Building a Healthy Goat Herd From the Ground Up


Starting a goat herd is one of the more rewarding entry points into livestock farming, but the decisions you make in the first few months tend to echo through the entire life of your operation. Goats are intelligent, social, and surprisingly hardy animals, yet they punish careless management more quickly than cattle or sheep. A herd built on good genetics, sensible housing, and disciplined health routines will repay you with strong kids, steady milk or meat production, and far fewer veterinary emergencies. This guide walks through the foundational choices that separate a thriving herd from a constant source of frustration.

Choosing the Right Breed for Your Goals

Before buying a single animal, be honest about what you want from your goats. Dairy breeds such as Saanen, Alpine, and Nubian are bred for sustained milk yield and require consistent feeding and milking schedules. Meat breeds like Boer and Kiko grow quickly and convert forage efficiently, making them ideal for pasture-based systems. If you want fiber, Angora and Cashmere goats fill a specialized niche. Many smallholders do well with dual-purpose animals, but trying to optimize for everything usually means excelling at nothing.

Climate matters as much as purpose. Kiko goats, developed in New Zealand, tolerate wet conditions and parasites better than many breeds. Boers thrive in dry, warm regions but can struggle in cold, muddy environments without good shelter. Talk to local breeders and your extension office about what genetics already perform well in your area, because a proven local line will almost always outperform an imported animal that looks impressive on paper.

Sourcing Quality Foundation Stock

The temptation to buy cheap goats at auction is strong, and it is almost always a mistake for beginners. Sale barns are where farmers offload animals with chronic mastitis, hidden lameness, or parasite resistance to dewormers. Instead, buy directly from a reputable breeder who keeps detailed records.
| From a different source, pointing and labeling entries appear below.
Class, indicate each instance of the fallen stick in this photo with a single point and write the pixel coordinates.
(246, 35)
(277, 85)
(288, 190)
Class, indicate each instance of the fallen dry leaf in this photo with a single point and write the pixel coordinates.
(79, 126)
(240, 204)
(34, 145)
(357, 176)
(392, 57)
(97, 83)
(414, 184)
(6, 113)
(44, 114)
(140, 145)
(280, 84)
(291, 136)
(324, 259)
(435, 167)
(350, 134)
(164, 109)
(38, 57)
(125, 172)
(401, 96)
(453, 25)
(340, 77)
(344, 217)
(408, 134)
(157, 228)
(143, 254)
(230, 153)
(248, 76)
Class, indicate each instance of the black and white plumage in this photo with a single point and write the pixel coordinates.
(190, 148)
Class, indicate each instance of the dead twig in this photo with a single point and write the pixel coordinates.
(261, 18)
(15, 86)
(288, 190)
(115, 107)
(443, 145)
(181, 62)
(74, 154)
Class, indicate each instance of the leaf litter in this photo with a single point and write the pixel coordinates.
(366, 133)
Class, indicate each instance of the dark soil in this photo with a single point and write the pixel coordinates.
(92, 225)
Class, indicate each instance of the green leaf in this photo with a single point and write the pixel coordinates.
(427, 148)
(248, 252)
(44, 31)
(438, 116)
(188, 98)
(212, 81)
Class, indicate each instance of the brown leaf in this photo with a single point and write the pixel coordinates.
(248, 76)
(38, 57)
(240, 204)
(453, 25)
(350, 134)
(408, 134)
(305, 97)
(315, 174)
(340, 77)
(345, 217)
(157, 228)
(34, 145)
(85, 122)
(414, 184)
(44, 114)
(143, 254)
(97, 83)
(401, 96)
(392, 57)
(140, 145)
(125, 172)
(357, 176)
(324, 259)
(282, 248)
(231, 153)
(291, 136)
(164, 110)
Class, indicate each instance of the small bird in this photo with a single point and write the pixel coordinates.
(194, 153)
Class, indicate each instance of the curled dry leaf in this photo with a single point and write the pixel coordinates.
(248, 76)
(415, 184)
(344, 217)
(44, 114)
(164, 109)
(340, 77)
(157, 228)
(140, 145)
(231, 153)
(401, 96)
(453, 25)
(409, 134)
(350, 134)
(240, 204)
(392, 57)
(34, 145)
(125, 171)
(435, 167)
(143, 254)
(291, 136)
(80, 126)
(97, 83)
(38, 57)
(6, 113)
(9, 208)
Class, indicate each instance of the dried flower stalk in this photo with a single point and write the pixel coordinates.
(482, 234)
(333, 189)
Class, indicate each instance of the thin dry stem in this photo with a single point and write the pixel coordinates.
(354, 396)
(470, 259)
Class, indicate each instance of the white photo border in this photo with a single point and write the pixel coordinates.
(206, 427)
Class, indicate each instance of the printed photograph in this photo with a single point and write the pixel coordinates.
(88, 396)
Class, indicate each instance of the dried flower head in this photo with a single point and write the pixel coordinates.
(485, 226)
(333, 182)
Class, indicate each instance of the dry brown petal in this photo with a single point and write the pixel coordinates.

Ask to see the dam’s udder, the herd’s deworming history, and any test results for diseases like caprine arthritis encephalitis (CAE), caseous lymphadenitis (CL), and Johne’s disease. These three conditions are incurable, spread quietly, and can devastate a herd you have spent years building.

Inspect each animal yourself. A healthy goat has bright eyes, a glossy coat, clean nostrils, and pink inner eyelids that indicate good red blood cell counts. Check the feet for overgrowth or rot, feel the udder for lumps, and watch how the animal moves. A slightly higher purchase price for tested, well-raised stock is the cheapest insurance you will ever buy.

Designing Housing and Fencing That Works

Goats do not need elaborate barns, but they do need dry, draft-free shelter and fencing that actually contains them. The old joke that a fence which holds water will hold a goat contains real truth. Woven wire fencing at least four feet tall, reinforced with a strand of electric wire, will discourage climbing and rubbing. Avoid large square openings that trap horned heads.

Inside the shelter, provide raised sleeping areas, good ventilation without direct drafts, and enough space to prevent crowding. Ammonia buildup from urine-soaked bedding is a leading cause of respiratory illness, so a deep-litter system or regular cleaning is essential. Plan for separation pens too: you will eventually need to isolate sick animals, kidding does, and newly purchased goats during quarantine.

Establishing a Quarantine and Health Protocol

Every new animal entering your property should be quarantined for at least three weeks, kept well away from the main herd, and observed for signs of illness. During this window you can deworm strategically, trim hooves, and run any tests you skipped at purchase. Skipping quarantine is how clean herds become infected, and the cost of one introduced disease dwarfs the inconvenience of a few weeks of separation.

Build a working relationship with a veterinarian who understands small ruminants before you have an emergency. Establish a vaccination schedule, typically including CDT (clostridial diseases and tetanus), and learn to perform routine tasks yourself: hoof trimming, body condition scoring, and FAMACHA scoring for anemia. These basic skills, practiced consistently, prevent the majority of common problems.

Feeding for Long-Term Productivity

Goats are browsers, not grazers, meaning they prefer shrubs, weeds, and brush over short grass. A diet built primarily on quality forage and browse, supplemented with grain only for lactating or growing animals, keeps goats healthy and controls costs. Always provide clean water, free-choice minerals formulated specifically for goats, and avoid sudden feed changes that can trigger deadly digestive upsets like bloat or enterotoxemia.

Copper deserves special mention. Goats need more copper than sheep, and many generic mineral mixes are dangerously low for them. Using a goat-specific mineral and watching for signs of deficiency, such as a faded coat or fish-tail tail hair, will prevent a slow decline in herd health.

Thinking Ahead to Breeding and Growth

A herd is a living system that grows and changes. From the start, keep records of each animal’s birth date, parentage, weight gains, and health events. These records let you make data-driven culling decisions, retaining the does that raise robust kids on minimal intervention and removing those that constantly need help. Over several seasons, this disciplined selection quietly improves your entire herd’s resilience, fertility, and productivity. Patience and good records, more than any single purchase, are what build a healthy goat herd that lasts for decades.